The Bangladesh Railway will purchase 70 diesel-electric metre-gauge locomotives to strengthen services across the country.
The Standing Committee on Non-Concessional Loan approved the funds on Tuesday for purchasing the locomotives, nine years after the project was taken up. The decision was made at a meeting chaired by Finance Minister AHM Mustafa Kamal at the finance ministry.
The railway ministry will get $280 million in non-concessional loans from the Standard Chartered Bank and Sumitomo Mitsui Banking Corporation. The loan is non-concessional because the grant element is 17 percent.
According to the International Monetary Fund guidelines, a loan is considered concessional when the grant element is above 25 percent.

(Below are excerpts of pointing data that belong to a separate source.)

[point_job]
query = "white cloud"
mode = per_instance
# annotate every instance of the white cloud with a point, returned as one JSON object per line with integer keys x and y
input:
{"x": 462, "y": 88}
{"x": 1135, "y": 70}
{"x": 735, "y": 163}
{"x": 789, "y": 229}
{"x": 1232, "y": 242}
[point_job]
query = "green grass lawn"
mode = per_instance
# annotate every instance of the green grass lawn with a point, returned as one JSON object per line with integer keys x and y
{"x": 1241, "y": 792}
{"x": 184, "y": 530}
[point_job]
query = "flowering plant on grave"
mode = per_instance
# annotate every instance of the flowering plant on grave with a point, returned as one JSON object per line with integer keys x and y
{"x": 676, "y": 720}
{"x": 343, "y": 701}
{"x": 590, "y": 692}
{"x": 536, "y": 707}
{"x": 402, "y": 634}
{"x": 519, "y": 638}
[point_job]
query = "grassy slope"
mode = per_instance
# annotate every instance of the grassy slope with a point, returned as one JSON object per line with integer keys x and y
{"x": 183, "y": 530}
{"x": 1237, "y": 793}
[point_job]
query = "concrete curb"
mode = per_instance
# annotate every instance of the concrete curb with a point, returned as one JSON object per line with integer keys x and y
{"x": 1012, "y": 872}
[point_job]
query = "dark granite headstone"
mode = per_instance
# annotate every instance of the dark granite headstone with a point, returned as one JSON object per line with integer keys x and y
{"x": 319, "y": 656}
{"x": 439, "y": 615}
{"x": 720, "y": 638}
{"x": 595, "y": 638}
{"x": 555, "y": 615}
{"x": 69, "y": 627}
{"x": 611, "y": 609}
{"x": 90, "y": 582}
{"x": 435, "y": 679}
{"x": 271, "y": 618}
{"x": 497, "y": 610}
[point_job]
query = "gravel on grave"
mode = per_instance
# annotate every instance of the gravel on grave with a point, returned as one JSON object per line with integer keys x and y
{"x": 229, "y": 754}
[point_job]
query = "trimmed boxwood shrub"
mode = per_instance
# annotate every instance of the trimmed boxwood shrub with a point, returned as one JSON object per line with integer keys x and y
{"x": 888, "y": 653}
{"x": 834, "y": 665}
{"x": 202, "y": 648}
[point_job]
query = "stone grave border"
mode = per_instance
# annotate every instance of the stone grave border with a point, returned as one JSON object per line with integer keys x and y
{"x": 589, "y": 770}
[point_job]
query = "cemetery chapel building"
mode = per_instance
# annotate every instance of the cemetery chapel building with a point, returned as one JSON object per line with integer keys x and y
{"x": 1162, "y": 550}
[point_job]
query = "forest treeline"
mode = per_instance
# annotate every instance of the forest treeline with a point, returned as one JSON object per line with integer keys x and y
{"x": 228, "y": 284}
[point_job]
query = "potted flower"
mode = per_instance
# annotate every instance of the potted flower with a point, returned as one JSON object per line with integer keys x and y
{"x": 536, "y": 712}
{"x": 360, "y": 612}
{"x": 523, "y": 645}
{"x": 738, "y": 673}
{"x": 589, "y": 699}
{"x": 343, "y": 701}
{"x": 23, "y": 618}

The interest burden will be calculated at six-month average of London Interbank Offered Rate, plus 2.40 percent.
Non-concessional loan is a loan extended by an international organisation to a country, on terms that are more generous than the standard market loan terms.
The project got a go-ahead at a meeting of the Executive Committee of the National Economic Council in 2011. The duration for implementation was until June 2017, but later it was extended up to 2024.

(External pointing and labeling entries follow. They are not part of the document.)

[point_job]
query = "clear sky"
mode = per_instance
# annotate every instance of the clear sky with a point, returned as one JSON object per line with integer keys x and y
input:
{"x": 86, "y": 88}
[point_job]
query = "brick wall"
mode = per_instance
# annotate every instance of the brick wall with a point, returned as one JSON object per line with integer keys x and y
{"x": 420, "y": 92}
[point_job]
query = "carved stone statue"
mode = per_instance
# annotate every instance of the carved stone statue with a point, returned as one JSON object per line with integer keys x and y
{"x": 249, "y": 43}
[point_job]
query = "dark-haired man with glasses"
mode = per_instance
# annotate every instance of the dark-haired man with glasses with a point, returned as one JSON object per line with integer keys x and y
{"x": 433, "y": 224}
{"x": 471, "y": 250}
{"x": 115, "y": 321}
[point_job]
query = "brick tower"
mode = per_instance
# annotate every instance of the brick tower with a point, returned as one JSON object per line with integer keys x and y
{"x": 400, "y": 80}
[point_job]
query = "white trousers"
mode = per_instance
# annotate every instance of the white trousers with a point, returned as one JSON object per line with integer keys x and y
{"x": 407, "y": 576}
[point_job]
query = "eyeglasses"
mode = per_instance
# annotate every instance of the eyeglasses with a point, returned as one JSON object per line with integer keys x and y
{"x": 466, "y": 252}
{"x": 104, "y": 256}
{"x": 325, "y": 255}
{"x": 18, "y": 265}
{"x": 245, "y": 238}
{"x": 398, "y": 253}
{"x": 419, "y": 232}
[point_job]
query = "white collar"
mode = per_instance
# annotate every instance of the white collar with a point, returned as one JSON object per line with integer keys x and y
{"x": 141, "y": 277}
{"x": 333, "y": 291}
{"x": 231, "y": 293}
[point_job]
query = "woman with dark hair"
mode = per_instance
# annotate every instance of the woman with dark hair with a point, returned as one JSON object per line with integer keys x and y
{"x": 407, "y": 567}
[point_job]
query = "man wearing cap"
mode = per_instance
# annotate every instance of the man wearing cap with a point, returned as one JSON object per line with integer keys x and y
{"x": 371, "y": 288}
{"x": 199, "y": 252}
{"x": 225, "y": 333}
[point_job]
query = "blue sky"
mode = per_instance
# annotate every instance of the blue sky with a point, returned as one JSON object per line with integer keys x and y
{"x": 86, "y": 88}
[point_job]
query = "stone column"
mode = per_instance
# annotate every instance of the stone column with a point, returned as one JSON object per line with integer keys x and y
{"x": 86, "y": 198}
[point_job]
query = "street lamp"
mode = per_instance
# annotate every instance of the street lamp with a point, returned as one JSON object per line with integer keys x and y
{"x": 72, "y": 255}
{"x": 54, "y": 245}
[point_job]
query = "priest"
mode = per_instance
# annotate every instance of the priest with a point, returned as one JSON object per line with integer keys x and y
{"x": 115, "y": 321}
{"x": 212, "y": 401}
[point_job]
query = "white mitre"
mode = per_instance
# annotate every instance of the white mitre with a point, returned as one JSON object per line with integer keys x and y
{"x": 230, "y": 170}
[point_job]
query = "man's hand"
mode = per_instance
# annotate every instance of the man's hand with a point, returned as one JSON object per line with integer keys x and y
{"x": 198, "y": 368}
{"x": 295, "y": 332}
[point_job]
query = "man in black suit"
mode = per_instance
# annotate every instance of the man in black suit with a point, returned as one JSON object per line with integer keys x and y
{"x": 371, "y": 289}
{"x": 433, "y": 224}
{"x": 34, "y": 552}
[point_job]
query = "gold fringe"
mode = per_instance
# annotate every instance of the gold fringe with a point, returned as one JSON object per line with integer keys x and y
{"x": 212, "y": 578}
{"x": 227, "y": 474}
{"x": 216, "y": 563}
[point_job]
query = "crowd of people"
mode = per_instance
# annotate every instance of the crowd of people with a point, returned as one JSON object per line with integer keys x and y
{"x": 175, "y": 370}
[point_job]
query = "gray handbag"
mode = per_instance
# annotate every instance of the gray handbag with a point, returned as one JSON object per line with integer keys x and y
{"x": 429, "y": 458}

The delay was mainly because no soft loan could be managed from any development partner. Tenders were floated twice in 2011 and 2013, but there were no responses.

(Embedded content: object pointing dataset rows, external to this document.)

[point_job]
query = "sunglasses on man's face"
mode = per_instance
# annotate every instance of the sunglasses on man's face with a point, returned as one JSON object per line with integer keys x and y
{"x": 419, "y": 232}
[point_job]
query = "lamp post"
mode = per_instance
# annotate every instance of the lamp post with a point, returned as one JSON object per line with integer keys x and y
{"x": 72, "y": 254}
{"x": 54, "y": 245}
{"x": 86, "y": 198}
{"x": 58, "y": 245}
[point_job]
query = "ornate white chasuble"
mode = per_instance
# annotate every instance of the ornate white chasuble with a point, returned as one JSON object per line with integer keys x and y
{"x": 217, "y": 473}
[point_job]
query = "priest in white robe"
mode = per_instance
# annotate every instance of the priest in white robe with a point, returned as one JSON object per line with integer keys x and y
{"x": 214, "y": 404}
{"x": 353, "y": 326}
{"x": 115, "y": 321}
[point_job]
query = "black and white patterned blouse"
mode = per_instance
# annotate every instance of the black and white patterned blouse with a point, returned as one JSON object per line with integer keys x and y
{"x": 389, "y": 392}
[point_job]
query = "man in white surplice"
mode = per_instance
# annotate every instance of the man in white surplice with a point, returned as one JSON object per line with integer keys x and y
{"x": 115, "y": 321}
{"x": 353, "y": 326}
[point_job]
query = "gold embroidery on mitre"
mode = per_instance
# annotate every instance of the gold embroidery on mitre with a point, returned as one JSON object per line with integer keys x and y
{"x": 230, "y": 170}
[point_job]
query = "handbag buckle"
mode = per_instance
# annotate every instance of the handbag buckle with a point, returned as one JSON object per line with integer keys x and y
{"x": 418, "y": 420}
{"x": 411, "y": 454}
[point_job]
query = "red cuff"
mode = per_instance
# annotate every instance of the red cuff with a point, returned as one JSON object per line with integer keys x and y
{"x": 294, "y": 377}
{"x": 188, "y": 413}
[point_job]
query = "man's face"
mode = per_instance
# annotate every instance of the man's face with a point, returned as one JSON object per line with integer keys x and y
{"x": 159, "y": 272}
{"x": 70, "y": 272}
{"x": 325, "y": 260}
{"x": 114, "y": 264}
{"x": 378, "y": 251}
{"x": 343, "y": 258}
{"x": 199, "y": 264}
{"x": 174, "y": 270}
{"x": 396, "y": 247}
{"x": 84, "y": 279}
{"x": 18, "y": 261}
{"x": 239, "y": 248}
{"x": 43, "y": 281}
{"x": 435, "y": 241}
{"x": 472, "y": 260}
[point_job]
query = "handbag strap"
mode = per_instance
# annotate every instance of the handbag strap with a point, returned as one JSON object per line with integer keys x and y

Then for the third time, tender was floated in 2014, and five companies had submitted documents. The lowest bidder was Vossloh Espana SA Spain.
But the cabinet committee on purchase decided to give the purchase order to the second lowest bidder Hyundai Rotem Company, Korea.
At present, only 262 locomotives are operating throughout the country. Among them, 206 have already expired, but most of these locomotives continue to run.
Run-down locomotives are a major reason why train schedules are hampered frequently. They break down half-way through the journey from one destination to another, and need repeated repairs in close intervals.
Moreover, spare parts are not available for the decades-old machinery.